Di tahun pertamanya di universitas, ia berhasil menyelesaikan novel pertamanya. Ia menyerahkannya kepada penerbit, tetapi ditolak. Penerbit menolak novelnya dengan reaksi yang buruk, yakni membuang buku itu. Di waktu lain, ia berhasil menjual ceritanya yang lain hanya dengan harga US$ 35.

Di bulan Juni 1970, King lulus dari Universitas Maine dengan gelar Sarjana Muda Sastra Inggris dan ijazah untuk mengajar di sekolah menengah. Karena tidak berhasil menjadi guru, ia menerima pekerjaan tidak tetap sebagai buruh di sebuah industri pakaian. Bahkan, ia pun mau bekerja sebagai penjaga pom bensin untuk upah sebesar US$1.25 per jam.

Di bulan Januari 1971, ia menikah. King memenuhi kebutuhan hidupnya dengan uang hasil penjualan cerpennya ke majalah pria dan uang simpanannya. Bahkan, di satu waktu, ia harus memakai uang pinjaman dari siswa istrinya.

Di musim gugur tahun 1971, ia berhasil mendapat pekerjaan sebagai guru di Akademi Hampden dengan pendapatan US$ 6,400 per tahun. Ia menulis cerpen di malam hari dan di akhir minggu. Ia terus menulis cerpen dan novel untuk menaikkan pendapatannya. Kebanyakan dari hasil karyanya ditolak.
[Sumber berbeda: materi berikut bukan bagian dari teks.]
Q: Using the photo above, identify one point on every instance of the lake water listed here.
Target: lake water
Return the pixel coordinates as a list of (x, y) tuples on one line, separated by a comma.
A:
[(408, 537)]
Suatu hari, ia mulai menulis sebuah cerita tentang gadis remaja bernama Carietta White. Setelah menyelesaikan beberapa halaman dan mengingat banyaknya penolak yang telah ia alami, ia berpendapat bahwa cerita ini tidak bagus. Ia remas kertas itu dan dilemparnya ke tempat sampah. Istrinya mengambil kertas-kertas itu, membacanya dan mendorong dia untuk menyelesaikanya. Akhirnya, novel itu selesai di bulan Januari 1973.

Novel itu sangat menarik bagi para penerbit. Akhirnya, hak untuk menerbitkan novel yang berjudul Carrie itu diperoleh New American Library seharga US$ 400,000,00 pada tanggal 12 Mei 1973. Dengan pendapatan sebesar itu, Stephen King memutuskan akan mengoptimalkan waktunya untuk menulis novel dan berhenti mengajar. Sekarang, Stephen King adalah pengarang buku paling sukses. Bukunya telah diterjemahkan ke dalam 33 bahasa, diterbitkan di 35 negara, dan telah dicetak lebih dari seratus juta buku.
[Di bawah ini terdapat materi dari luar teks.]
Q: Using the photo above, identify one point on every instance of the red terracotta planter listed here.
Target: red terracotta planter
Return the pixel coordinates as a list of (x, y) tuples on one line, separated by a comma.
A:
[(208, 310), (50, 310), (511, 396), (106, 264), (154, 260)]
Pada satu waktu, kelima  bukunya pernah masuk dalam daftar “New York Times Best Sellers”. Menurut majalah Forbes, ia adalah pengarang terkaya di dunia. Di tahun 1996 saja, pendapatannya sebesar US$ 84 juta. Banyak hasil karyanya yang telah difilmkan ke layar lebar, antara lain: Carrie, The Dead Zone, The Sining, Christine, Salem‟s Lot, Firestarter, Cujo, Misery, The Shawshank Redemtion, dan The Green Mile. 
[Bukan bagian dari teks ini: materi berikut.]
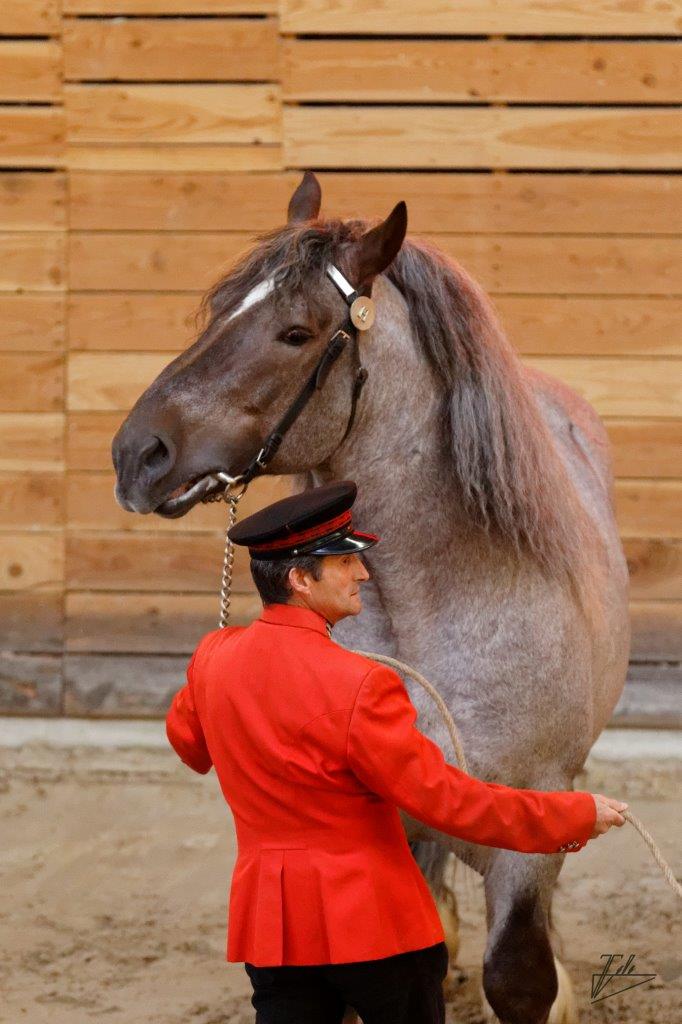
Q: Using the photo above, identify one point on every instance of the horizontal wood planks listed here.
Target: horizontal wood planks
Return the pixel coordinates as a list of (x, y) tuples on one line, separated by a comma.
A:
[(475, 71), (427, 137), (148, 49), (30, 17), (523, 17), (144, 144)]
Kepedihan, penderitaan, dan kegagalan bukanlah sebuah “kabar buruk” bagi jiwa-jiwa penuh semangat. Justru kepedihan, penderitaan, dan kegagalan merupakan cambuk yang luar bisa untuk mempercepat kesuksesan. Jika kita baca sejarah, orang-orang besar itu rata-rata mereka hidupnya dalam serba kekurangan dan pernah mengalami kegagalan.

Dengan demikian, tidak bijak kiranya, jika memandang “hal buruk” dengan “kacamata hitam”, karena seindah apapun pemandangan, maka tetap akan terlihat gelap. Sebaliknya, pandanglah segala peristiwa dengan “kacamata putih”, niscaya kegelapan pun akan terlihat sedikit terang. Artinya, jika sikap terhadap kegagalan itu “bukan gagal”, maka kegagalan justru akan dipandang sebagai tabungan kesuksesan.        

 

Charles Schulz and Peanuts

Charles  tidak lulus seluruh mata pelajarannya di tingkat delapan. Ia memeroleh nilai nol untuk fisika dan bahasa Inggris. Buruk di olahraga dan kalah bertanding di musim kompetisi. Di sekolah, tidak ada seorang pun yang peduli padanya. Ia akan terheran-heran bila ada teman sekelasnya yang menyapanya sepulang sekolah.

Karena takut ditolak, ia tidak pernah memiliki teman dekat. Shulz tahu, ia seorang pecundang. Teman-teman sekelasnya tahu itu. Setiap orang mengetahuinya. Ia pun pasrah. Ia memilih menjadi apa yang ditakdirkan untuknya.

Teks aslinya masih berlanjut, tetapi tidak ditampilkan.